Remarks on Wilfrid Sellars' paper on perceptual consciousness
When called upon to comment upon Professor Wilfrid Sellars' contribution to the symposium on "Consciousness," I could not but accept the invitation, for I knew that a paper by Wilfrid Sellars must offer what any commentator would want—substantial and provocative philosophical thought; the temptation to respond to that sort of challenge was too strong to resist. On reading his paper, I was comforted that like me he did not see an unbridgeable gulf between phenomenological analysis and conceptual analysis; amazed by the skill with which he has practised phenomenological reduction by gradually "thinning out perceptual commitments"; and intrigued by some of the theses that he seems to me to be defending. In these remarks, I will first turn to three such theses.

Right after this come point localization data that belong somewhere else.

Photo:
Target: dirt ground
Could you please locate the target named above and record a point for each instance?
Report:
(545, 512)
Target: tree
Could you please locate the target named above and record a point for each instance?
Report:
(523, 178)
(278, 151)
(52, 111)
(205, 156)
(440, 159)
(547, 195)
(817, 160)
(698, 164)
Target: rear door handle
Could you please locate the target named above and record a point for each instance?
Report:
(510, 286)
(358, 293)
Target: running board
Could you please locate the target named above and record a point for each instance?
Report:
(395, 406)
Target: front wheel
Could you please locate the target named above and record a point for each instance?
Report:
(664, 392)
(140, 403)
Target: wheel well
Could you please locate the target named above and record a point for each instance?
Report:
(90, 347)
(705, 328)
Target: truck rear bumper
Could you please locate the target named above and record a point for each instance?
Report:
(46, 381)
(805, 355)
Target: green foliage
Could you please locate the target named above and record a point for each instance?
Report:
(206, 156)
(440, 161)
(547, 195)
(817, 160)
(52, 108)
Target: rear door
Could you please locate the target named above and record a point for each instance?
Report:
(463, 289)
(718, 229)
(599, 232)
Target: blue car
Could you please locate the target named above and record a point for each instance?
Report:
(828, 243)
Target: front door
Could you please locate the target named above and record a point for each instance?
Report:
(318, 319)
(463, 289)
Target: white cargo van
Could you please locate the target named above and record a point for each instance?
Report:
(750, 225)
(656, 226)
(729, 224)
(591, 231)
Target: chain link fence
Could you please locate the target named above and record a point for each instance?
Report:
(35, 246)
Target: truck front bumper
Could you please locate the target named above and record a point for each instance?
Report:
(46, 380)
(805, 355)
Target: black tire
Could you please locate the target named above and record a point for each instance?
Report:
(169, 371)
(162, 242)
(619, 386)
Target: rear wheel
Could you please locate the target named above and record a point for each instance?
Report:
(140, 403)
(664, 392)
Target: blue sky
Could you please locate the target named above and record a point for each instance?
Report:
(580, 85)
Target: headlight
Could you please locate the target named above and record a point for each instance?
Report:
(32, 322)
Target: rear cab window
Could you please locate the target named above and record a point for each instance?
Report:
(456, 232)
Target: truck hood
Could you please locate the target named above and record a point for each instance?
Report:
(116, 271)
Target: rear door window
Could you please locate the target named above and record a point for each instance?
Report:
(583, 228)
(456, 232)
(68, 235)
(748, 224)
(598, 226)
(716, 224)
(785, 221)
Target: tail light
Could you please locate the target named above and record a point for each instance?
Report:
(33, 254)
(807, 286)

With two of them, I find myself in substantial agreement, so I will spend some time in elaborating them in the way I would like them to be understood. With the third I disagree, I will briefly say why. That I pick out these three theses is partly due to the fact that they have struck me as being singularly important and also as being basic both to his methodology and substantive position.
Mohanty, J.N. (1978)., Remarks on Wilfrid Sellars' paper on perceptual consciousness, in R. Bruzina & B. Wilshire (eds.), Crosscurrents in phenomenology, Den Haag, Nijhoff, pp. 186-198.